Tough trying to make merry & bright this year; hints on just-right outdoors gifts | Sports


Ho! Ho! Ho!

Considering our predicaments, it’s difficult to believe “all will be merry and bright” during our most celebrated holiday season. It’s sort of up to each one of us to make our way through to make it the best possible in this “most enjoyable time of the year.”

Because so many folks believe this season involves giving gifts, it’s time for some to offer ideas.

Even during this unsettling time, the interest in a youngster’s first firearm is, from all appearances, at an all-time high.

To save you a trip to crowded stores, most outdoors items can be ordered online, and now’s the time to make sure you have them for the Big Day.

From several dedicated shooters (not just me), the best advice is to teach a young boy or girl — and there are more and more girls, women, too, getting involved in the shooting sports — about firearm safety and how to shoot.

This can be done with a less expensive air rifle, rather than jumping into a youth-model, small-caliber rifle or shotgun. Most quality air rifles are single shot and require the shooter to master skills like using the rifle’s safety, proper sight alignment and sight picture, breathing control and how to squeeze (not pull) the trigger.

After mastering those skills, you can advance to modern firearms, remembering that fitting a rifle or shotgun to the child is as important as choosing a caliber or a shotgun’s gauge. Know, too, if it’s time for a child’s first shotgun, things like gauge and recoil are important factors.

Air rifles can be ordered online, but you must take a trip to a gun shop for the just-right rifle or shotgun.

If fishing tackle is the target, then the gift-giver needs to know the species most targeted by the angler. We’re blessed with having freshwater, brackish water and saltwater fishing opportunities in our state, and, fortunately, anglers can use the same tackle for targeting bass, speckled trout, redfish and other species. So finding enough rods and tackle for sac-a-lait and other panfish is easy enough.

Most times, the best advice is a gift card. It allows the fishermen to select what he or she prefers in the lines of rods, reels, tackle boxes and the tackle to fill that box.

A couple of new fishing items might help.

Ugly Stick came out with a new graphite spinning and casting rods, the Carbon Series, earlier this year, and the $80 price point means it’s affordable for most fishing folks.

And, H&H Lures introduced its Pro Sac-a-lait Slayer Spin (13 colors). Another is a unique H&H Christmas Stocking. Both are available on its website.

Had a handful of calls this last week about basic outdoors books.

Hot off the press is “50 Things to do in The Wild,” by Richard Skrein. Books like this are fascinating treks back to the days when folks had to develop survival and woodsmanship skills. Skrein shows how to make bows and arrows, a fishing net, candles, fires and fire logs and basic tools you need anywhere in the outdoors. It’s a valuable addition to any collection of survival volumes.

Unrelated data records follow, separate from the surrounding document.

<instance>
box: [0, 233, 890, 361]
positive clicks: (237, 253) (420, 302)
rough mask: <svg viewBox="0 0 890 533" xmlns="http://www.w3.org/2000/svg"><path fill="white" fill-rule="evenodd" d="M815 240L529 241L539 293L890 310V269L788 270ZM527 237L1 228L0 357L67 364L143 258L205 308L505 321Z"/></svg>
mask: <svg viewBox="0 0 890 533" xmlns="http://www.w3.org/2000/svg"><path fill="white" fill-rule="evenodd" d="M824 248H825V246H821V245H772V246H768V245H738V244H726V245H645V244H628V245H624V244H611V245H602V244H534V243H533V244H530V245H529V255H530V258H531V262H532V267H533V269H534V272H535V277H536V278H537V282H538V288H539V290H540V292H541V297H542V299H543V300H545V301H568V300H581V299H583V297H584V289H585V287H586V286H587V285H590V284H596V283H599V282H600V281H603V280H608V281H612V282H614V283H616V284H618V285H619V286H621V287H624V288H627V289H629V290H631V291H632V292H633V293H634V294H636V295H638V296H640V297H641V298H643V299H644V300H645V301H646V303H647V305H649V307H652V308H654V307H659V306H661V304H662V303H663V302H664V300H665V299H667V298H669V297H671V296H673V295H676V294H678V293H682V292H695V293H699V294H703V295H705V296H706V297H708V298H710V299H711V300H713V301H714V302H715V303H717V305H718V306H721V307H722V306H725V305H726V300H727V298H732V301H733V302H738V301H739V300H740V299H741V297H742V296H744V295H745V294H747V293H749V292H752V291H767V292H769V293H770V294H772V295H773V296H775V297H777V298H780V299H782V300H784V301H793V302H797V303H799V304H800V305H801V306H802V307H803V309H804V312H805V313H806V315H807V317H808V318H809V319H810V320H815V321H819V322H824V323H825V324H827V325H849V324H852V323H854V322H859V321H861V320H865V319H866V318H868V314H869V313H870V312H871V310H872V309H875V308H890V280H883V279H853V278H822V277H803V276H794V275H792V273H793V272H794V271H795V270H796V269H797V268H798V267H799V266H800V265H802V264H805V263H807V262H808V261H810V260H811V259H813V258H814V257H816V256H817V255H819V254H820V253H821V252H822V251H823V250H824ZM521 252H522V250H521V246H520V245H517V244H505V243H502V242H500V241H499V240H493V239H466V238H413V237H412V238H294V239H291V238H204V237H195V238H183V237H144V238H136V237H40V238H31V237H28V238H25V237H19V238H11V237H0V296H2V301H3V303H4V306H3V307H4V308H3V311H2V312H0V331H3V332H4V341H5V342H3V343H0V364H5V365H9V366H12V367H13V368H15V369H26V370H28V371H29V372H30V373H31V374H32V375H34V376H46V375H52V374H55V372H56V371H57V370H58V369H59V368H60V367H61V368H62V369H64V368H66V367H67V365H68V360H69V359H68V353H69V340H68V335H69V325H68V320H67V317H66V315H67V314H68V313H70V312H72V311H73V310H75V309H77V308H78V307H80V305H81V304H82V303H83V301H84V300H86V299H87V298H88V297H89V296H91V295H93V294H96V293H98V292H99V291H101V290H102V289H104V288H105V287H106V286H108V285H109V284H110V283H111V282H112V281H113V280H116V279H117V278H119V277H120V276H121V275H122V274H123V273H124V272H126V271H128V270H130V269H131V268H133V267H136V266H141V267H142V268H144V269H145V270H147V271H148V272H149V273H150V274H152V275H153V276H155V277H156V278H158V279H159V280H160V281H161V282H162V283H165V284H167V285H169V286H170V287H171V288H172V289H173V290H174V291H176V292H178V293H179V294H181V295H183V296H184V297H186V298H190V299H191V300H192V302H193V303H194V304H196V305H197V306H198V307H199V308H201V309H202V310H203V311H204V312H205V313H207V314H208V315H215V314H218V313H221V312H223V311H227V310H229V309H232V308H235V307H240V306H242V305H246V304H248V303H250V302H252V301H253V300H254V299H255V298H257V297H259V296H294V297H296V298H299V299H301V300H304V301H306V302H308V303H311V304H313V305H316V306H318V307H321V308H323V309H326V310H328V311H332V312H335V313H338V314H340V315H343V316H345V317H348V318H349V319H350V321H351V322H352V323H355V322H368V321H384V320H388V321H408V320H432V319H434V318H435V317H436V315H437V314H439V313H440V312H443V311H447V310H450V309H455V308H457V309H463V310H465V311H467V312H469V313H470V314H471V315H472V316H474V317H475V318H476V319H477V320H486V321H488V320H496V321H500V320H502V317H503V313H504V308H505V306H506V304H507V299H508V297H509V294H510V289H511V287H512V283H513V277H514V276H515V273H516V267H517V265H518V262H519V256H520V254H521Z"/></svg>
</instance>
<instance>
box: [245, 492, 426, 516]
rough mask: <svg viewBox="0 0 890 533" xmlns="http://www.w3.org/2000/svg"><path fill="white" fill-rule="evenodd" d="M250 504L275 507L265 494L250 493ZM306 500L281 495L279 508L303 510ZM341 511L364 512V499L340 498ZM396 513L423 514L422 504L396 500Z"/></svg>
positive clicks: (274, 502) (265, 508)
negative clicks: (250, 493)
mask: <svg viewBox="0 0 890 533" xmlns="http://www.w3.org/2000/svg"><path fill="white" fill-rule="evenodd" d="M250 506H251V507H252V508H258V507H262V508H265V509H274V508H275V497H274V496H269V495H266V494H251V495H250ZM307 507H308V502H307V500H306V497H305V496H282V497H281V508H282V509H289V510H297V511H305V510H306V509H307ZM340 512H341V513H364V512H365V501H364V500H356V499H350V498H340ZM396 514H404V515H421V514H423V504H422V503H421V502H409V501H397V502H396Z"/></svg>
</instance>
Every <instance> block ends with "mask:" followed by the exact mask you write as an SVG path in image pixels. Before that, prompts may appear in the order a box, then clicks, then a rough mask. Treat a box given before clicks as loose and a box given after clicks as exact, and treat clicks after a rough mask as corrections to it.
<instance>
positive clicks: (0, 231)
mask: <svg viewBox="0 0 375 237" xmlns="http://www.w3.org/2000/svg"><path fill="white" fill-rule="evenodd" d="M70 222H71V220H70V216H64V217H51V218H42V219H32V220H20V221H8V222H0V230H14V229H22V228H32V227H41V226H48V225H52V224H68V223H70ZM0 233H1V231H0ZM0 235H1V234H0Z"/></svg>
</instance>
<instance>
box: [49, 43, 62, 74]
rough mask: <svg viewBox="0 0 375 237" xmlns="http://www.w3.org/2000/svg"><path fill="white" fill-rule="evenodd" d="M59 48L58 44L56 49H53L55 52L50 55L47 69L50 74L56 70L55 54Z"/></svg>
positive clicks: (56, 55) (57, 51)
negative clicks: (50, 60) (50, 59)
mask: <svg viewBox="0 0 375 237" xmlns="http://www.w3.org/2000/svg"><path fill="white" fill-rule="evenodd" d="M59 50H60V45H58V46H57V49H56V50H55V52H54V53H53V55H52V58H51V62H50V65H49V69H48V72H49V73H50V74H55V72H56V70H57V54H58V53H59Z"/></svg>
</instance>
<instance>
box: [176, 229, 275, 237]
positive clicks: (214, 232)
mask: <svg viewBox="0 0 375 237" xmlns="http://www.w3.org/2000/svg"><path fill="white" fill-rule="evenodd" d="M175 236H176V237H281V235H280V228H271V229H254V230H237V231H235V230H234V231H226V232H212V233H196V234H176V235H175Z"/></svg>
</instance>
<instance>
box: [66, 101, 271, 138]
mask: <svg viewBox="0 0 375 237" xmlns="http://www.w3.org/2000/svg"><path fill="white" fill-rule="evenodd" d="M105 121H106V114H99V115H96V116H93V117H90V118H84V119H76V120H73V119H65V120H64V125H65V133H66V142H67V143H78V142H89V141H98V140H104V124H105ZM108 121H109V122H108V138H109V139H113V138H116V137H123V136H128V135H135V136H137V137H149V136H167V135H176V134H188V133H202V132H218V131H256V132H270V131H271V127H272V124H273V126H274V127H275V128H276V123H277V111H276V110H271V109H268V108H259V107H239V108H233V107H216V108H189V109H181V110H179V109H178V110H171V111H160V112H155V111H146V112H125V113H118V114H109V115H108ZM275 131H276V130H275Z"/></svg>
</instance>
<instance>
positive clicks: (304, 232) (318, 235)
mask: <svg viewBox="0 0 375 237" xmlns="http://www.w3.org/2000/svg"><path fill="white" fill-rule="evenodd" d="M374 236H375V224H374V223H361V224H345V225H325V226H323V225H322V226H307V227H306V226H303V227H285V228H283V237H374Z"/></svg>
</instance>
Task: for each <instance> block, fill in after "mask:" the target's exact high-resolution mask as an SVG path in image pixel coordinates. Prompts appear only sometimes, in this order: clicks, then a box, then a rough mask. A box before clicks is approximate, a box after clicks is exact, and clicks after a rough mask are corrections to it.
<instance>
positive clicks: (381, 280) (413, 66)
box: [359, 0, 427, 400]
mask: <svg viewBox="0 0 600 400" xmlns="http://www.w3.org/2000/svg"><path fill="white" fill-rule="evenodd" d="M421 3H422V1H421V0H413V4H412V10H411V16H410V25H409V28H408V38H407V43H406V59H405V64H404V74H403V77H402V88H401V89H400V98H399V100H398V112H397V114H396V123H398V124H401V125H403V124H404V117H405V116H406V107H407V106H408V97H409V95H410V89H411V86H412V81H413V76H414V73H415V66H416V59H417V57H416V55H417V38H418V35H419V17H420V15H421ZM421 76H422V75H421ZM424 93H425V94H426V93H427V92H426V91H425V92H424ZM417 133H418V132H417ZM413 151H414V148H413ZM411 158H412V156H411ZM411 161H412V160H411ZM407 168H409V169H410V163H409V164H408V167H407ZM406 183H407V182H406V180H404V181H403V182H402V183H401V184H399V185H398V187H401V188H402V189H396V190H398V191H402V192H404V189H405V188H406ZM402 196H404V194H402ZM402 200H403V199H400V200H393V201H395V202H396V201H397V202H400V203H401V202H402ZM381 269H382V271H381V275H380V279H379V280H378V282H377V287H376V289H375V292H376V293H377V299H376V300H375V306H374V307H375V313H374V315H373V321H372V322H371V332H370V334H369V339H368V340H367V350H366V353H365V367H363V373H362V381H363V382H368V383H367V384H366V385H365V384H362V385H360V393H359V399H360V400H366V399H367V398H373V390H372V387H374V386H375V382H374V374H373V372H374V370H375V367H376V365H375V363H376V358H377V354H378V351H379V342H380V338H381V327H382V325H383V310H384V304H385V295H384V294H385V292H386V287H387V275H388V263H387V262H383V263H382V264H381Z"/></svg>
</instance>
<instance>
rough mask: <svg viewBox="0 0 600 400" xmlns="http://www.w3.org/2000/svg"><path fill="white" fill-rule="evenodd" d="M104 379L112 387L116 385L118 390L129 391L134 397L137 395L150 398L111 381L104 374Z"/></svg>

For deer hunters, “Louisiana Whitetails,” by legendary wildlife biologist David Moreland is must read.

For fishermen, “Specks,” by Todd Masson and “Trout Masters,” by Jerald Horst deliver valuable info on speckled trout in our state; “Knowing Bass: The Scientific Approach to Catching More Fish,” by fisheries professor Keith Jones was highly valued for understanding this most sought-after freshwater species; and, “250 Incredible Fishing Tips,” by Lamar Underwood kept me reading for days.

There’s more: first aid kits; warm (wool is best) stocking caps, socks, gloves and underwear; handwarmers; a small charging unit for a cell phone (handy in a boat, blind or deer stand); knife and hook sharpeners; and, signaling flashlights, the kind a hunter can hang in a tree to better relocate downed game or to signal for help.

H4H

Here’s hoping the opening weeks of this deer season went well for you, and you’ve got wholesome venison in your freezer, or soon will.

If you have and want to consider helping the less fortunate among us — and that number is swelling by the day — then consider the second phase of the statewide Hunters for the Hungry program.

It’s donating a freshly taken deer.

No, H4H is not asking for you to take from your family. This is about the excess, deer you take but cannot use while the venison is wholesome food.

There are 55 processors across Louisiana, businesses which will turn your deer into protein for soup kitchens and other shelters.

H4H suggests you can keep the backstrap and tenderloins, and some of the processors need you only to field dress the deer before turning it over to them. The venison stays in the communities served by the processors, of which there are 30 across south Louisiana and two in Natchez.

The second phase collected more than 800 deer statewide last season, and the need is greater this year.

For details go to this website: h4hla.org.